The brand mark is supposed to be made in adherence to certain specifications regarding the width and space between the letters.
This is important for the visibility and clarity of the brand mark, for example if the letters are too close the brand mark then merges into one burnt scar. It is therefore important to have your brand mark fabricated by reputable steel product makers so that they adhere to the specifications.
Also the right material has to be used for fabricating the brand, not just a collection of any metal pieces lying around as some metals may not achieve the hotness that is required or may be the type of material that quickly cools down and you can hardly brand more than two animals before it gets cold.
Another important factor in hot iron branding is the cattle handling facilities. This is a huge problem among smallholder farmers as the majority do not have appropriate handling facilities to enable such an operation.
I have seen farmers having to tie an animal and it falls down, pin it on the ground so that they can apply the brand mark simply because they do not have the requisite handling facilities.
Needless to say this is time consuming and also dangerous as the animal can spring out of restraining as a result of the jolting pain of the hot iron and injure the handlers in the process.
In most cases I have seen farmers use the cattle race for hot iron branding especially around communal dip tanks.
This is very common but still not the ideal practice as in both cases mentioned animal restraining is not completely guaranteed.
The animal can still move either forward or backwards when the hot iron is applied resulting in the smudging of the burnt mark resulting in a meaningless scar rather than a mark. This makes the farmer to want to try putting the brand mark on a different place and the result is an animal with scars of many attempts of branding. Therefore, for effective and correct application of the hot iron brand mark, a cattle crush is needed. This is the restraining device fitted at the end of the cattle race and it restrains an animal by the neck such that it can neither move forward or backwards. This is then supported by a piece of log that is put across the cattle race immediately behind the animal to prevent it kicking back.
The cattle crushing come in different formats with others being a cage which takes in an animal and holds it in place while some are just a facility that clamps on the animal neck and prevent it moving either backwards or forward.
When the animal has been appropriately restrained a hot iron which has been heated by an adequately burning fire can now be applied.
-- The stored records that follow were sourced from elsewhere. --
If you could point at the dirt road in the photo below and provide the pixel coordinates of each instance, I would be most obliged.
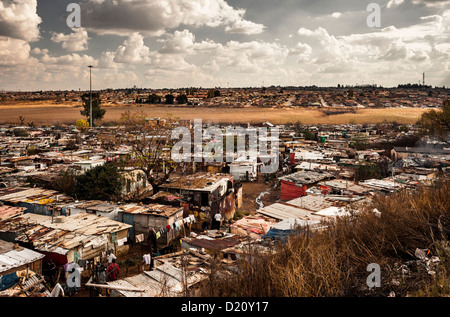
(49, 114)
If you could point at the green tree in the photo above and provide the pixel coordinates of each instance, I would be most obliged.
(97, 112)
(182, 99)
(169, 99)
(436, 123)
(153, 98)
(100, 183)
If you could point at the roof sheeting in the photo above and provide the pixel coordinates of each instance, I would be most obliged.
(15, 258)
(285, 211)
(164, 281)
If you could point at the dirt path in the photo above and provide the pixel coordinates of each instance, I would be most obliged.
(49, 114)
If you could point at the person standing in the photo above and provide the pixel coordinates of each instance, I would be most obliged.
(218, 221)
(113, 271)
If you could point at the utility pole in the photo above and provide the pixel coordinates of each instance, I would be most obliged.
(90, 94)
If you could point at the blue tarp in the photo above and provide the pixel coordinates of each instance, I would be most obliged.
(8, 280)
(285, 228)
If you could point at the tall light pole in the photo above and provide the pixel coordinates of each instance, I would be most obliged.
(90, 94)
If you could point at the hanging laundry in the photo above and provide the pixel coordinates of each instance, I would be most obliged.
(147, 258)
(139, 238)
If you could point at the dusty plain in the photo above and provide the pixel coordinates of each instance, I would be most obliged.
(47, 113)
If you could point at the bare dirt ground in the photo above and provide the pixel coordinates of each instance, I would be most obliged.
(43, 113)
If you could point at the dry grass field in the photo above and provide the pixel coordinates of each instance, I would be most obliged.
(43, 113)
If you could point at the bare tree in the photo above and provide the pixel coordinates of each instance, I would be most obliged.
(150, 141)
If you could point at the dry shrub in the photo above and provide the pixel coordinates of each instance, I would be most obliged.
(334, 262)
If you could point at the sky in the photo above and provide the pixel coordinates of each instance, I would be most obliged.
(222, 43)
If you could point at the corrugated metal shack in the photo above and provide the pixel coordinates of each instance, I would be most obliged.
(14, 258)
(8, 211)
(36, 200)
(72, 238)
(206, 193)
(95, 207)
(295, 185)
(155, 216)
(164, 281)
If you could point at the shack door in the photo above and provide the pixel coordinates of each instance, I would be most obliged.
(129, 220)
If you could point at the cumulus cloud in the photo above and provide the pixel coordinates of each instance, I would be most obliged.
(73, 42)
(133, 50)
(154, 17)
(180, 42)
(14, 52)
(19, 19)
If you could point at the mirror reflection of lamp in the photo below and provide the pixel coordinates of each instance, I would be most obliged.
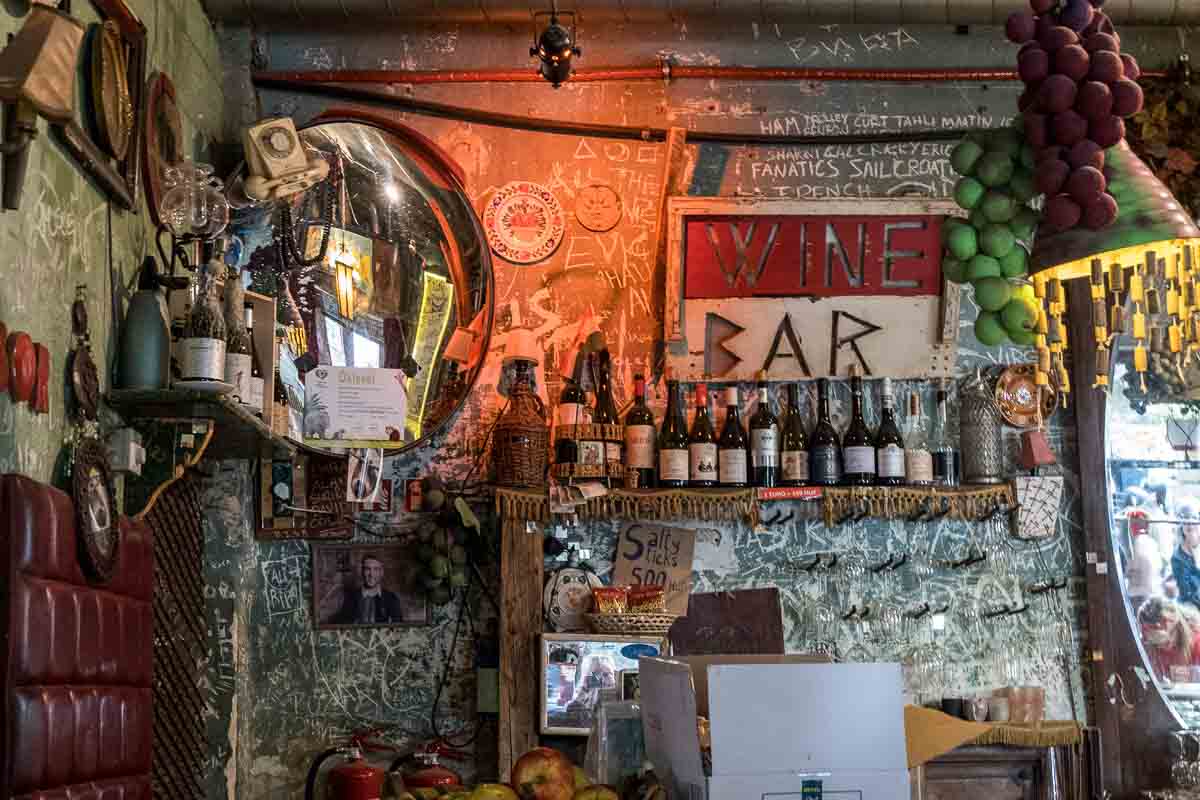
(37, 73)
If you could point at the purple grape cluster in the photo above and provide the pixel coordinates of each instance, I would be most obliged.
(1078, 89)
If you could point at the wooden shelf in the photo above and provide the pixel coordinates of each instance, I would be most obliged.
(238, 433)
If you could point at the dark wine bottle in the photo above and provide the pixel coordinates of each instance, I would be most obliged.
(888, 441)
(796, 443)
(825, 444)
(640, 437)
(702, 444)
(673, 441)
(763, 441)
(571, 410)
(731, 447)
(857, 444)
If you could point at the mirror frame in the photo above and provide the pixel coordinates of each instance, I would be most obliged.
(437, 164)
(1134, 737)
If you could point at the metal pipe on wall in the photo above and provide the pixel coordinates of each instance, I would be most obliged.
(815, 12)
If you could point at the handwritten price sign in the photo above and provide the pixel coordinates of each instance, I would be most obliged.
(657, 555)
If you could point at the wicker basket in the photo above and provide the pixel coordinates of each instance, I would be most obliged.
(521, 449)
(631, 624)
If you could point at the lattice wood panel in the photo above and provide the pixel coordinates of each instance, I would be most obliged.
(179, 740)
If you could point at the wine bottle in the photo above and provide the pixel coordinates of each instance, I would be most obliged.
(796, 441)
(257, 383)
(606, 408)
(825, 445)
(640, 437)
(888, 443)
(858, 444)
(918, 462)
(702, 444)
(673, 447)
(571, 407)
(946, 455)
(763, 441)
(204, 336)
(731, 447)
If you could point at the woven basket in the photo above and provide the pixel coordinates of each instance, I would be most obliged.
(521, 449)
(631, 624)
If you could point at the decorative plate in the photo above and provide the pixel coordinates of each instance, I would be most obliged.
(1017, 392)
(568, 599)
(525, 223)
(111, 101)
(97, 528)
(598, 208)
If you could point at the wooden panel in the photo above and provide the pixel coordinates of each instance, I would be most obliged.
(521, 566)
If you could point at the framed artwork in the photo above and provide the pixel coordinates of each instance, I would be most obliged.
(367, 585)
(579, 671)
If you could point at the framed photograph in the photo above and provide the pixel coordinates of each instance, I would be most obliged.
(367, 585)
(630, 683)
(579, 671)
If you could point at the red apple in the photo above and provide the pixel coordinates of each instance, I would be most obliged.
(544, 774)
(597, 792)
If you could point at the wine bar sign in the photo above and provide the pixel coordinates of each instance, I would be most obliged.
(808, 289)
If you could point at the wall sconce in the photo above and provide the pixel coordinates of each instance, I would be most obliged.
(555, 48)
(37, 72)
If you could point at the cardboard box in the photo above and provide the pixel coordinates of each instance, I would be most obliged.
(783, 728)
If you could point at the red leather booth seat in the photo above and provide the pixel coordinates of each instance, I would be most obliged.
(78, 660)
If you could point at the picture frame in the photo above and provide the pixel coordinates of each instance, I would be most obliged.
(118, 179)
(579, 671)
(367, 585)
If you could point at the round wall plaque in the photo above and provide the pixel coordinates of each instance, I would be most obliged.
(525, 222)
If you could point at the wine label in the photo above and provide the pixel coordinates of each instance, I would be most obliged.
(796, 465)
(918, 465)
(238, 373)
(857, 459)
(732, 467)
(889, 461)
(765, 446)
(202, 359)
(640, 446)
(826, 465)
(672, 464)
(573, 414)
(702, 459)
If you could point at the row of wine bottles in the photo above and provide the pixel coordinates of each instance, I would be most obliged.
(767, 452)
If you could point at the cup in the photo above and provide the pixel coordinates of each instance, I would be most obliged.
(976, 709)
(997, 709)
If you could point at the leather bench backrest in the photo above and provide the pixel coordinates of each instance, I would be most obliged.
(76, 680)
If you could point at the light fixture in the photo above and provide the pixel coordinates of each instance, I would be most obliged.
(37, 74)
(1150, 258)
(555, 47)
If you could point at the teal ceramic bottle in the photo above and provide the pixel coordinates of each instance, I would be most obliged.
(145, 338)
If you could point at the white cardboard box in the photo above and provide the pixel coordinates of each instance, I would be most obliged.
(783, 728)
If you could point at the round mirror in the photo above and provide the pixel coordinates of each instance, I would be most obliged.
(1152, 432)
(387, 268)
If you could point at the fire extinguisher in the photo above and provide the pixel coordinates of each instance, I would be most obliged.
(351, 780)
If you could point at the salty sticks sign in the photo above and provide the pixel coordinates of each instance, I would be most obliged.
(808, 289)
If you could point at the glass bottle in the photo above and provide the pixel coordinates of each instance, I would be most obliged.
(946, 453)
(763, 441)
(825, 445)
(673, 449)
(858, 444)
(203, 348)
(796, 441)
(918, 462)
(888, 443)
(702, 444)
(640, 437)
(731, 447)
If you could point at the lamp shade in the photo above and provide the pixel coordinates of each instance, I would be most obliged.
(1144, 274)
(39, 65)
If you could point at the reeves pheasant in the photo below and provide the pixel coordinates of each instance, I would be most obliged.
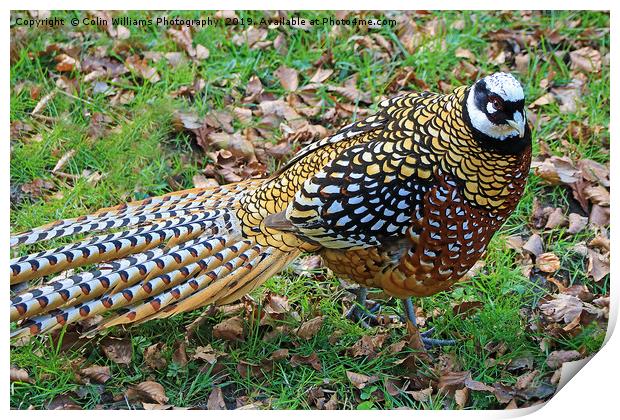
(405, 200)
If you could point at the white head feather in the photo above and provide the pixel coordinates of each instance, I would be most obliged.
(509, 89)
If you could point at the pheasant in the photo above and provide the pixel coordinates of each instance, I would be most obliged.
(405, 200)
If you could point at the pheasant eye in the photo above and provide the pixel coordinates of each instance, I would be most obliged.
(496, 102)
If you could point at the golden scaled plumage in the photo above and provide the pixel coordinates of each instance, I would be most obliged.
(405, 200)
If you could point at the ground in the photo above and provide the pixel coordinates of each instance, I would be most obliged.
(106, 114)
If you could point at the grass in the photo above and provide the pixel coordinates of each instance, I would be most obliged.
(141, 155)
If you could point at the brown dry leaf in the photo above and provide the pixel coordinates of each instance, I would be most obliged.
(253, 89)
(254, 37)
(321, 75)
(594, 171)
(597, 195)
(98, 374)
(149, 391)
(42, 104)
(216, 399)
(276, 304)
(289, 78)
(201, 181)
(368, 345)
(230, 329)
(63, 160)
(183, 38)
(522, 63)
(63, 402)
(461, 396)
(37, 187)
(350, 91)
(526, 379)
(312, 360)
(558, 357)
(186, 121)
(576, 223)
(545, 99)
(556, 218)
(359, 380)
(308, 329)
(66, 63)
(563, 308)
(422, 395)
(206, 353)
(466, 308)
(599, 215)
(586, 59)
(279, 354)
(179, 356)
(235, 143)
(153, 357)
(465, 53)
(556, 170)
(19, 375)
(117, 350)
(139, 67)
(534, 245)
(598, 265)
(548, 262)
(569, 95)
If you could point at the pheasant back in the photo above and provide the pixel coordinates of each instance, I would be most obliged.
(405, 200)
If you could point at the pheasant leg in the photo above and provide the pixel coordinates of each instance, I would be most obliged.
(359, 312)
(412, 326)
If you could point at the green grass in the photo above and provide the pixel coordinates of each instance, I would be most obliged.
(141, 155)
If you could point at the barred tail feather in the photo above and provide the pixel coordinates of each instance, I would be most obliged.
(163, 266)
(126, 215)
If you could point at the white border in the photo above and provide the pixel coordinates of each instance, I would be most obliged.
(590, 394)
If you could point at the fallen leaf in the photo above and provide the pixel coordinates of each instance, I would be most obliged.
(312, 360)
(548, 262)
(461, 396)
(37, 187)
(179, 356)
(230, 329)
(276, 304)
(597, 195)
(98, 374)
(201, 181)
(117, 350)
(576, 223)
(19, 375)
(534, 245)
(321, 75)
(289, 78)
(563, 308)
(42, 104)
(308, 329)
(556, 219)
(368, 345)
(558, 357)
(63, 160)
(360, 380)
(586, 59)
(139, 67)
(556, 170)
(279, 354)
(216, 399)
(65, 63)
(148, 391)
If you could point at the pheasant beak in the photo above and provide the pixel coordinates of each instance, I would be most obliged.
(518, 123)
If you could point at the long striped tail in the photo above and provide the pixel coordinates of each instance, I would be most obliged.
(176, 253)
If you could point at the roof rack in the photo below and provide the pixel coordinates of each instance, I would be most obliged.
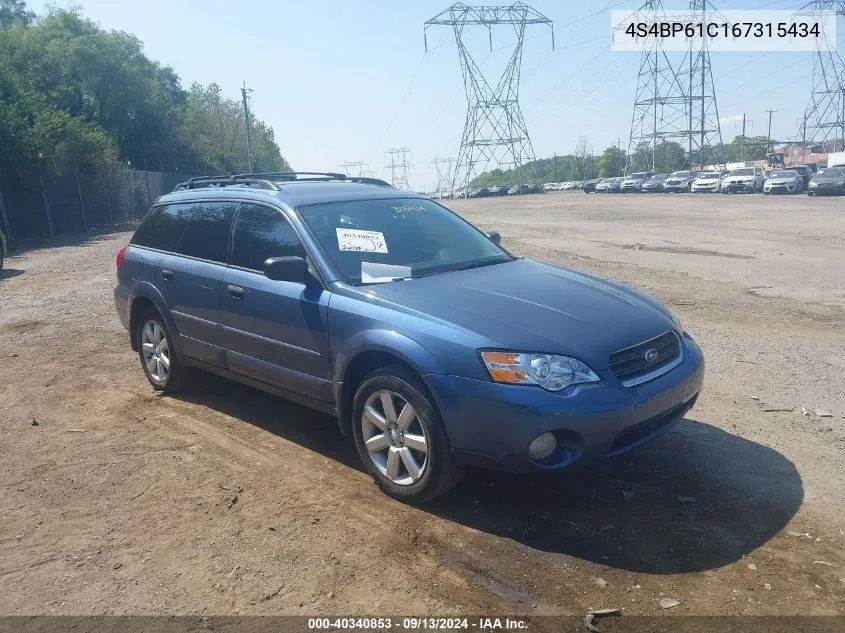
(271, 180)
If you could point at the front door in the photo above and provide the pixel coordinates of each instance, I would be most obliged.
(275, 331)
(191, 278)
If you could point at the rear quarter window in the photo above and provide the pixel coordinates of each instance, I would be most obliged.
(162, 227)
(207, 233)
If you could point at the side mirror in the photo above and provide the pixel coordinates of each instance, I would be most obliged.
(293, 269)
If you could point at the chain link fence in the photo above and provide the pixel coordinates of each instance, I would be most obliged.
(40, 204)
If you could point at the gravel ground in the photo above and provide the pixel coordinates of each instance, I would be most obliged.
(226, 500)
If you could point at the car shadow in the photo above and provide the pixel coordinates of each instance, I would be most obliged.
(8, 273)
(695, 499)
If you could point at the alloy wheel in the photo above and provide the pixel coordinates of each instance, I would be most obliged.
(394, 438)
(155, 351)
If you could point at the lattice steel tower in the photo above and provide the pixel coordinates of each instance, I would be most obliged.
(825, 115)
(495, 131)
(660, 104)
(704, 137)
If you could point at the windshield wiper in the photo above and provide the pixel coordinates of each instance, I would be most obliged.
(478, 263)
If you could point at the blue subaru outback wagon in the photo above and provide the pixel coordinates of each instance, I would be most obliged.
(434, 347)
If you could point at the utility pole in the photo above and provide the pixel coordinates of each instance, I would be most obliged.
(744, 121)
(769, 135)
(400, 179)
(804, 139)
(247, 125)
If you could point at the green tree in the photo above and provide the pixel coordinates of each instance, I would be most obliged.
(73, 92)
(14, 13)
(611, 162)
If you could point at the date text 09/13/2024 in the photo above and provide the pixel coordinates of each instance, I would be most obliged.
(417, 623)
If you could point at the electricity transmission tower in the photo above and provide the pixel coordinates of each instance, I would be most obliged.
(824, 119)
(704, 138)
(443, 166)
(660, 104)
(675, 103)
(494, 131)
(398, 167)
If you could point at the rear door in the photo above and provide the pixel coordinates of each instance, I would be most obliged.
(191, 279)
(276, 331)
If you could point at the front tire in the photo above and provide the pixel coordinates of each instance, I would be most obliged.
(157, 354)
(400, 436)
The iron should at least be glowing but not red hot as this tends to burn right into the flesh and creates a wound which distorts the mark.
The iron is then held at the right place, for the right duration of time on the right side of the animal. The mark is usually placed on the rump of the animal or the right hand side with the hot iron being held on the animal for at least up to five seconds. If it is held for too long it will burn into the flesh and if it is removed too fast only the top hairs are burnt and the brand will fade away in a few weeks’ time.
I have seen animals that have personal brand marks on the left side of the animal, that is the veterinary side.
In other words this is where the department of veterinary services apply its dip tank brands and other operation brands so it should not be used.
Also when applying the brand remember to hold it facing in the right direction so that your brand mark comes out as it is shown on your brand certificate because any other shape is no longer relating to you as the owner and it can be successfully claimed by someone and you lose your animal.
Avoid branding wet animals as this cools off the brand and makes it fade quickly. The hot iron should be applied in such a way that a golden brown brand mark is created immediately after removing the iron and this will heal into a pink mark in about a week.
It is wise to have more than one hot iron brand rod so that when the other is being used the other is on the fire especially when dealing with large herds. Using one iron rod results in farmers trying to brand too many animals before returning it to the fire and the result is brand marks that fade in less than a week. Uyabonga umntakaMaKhumalo.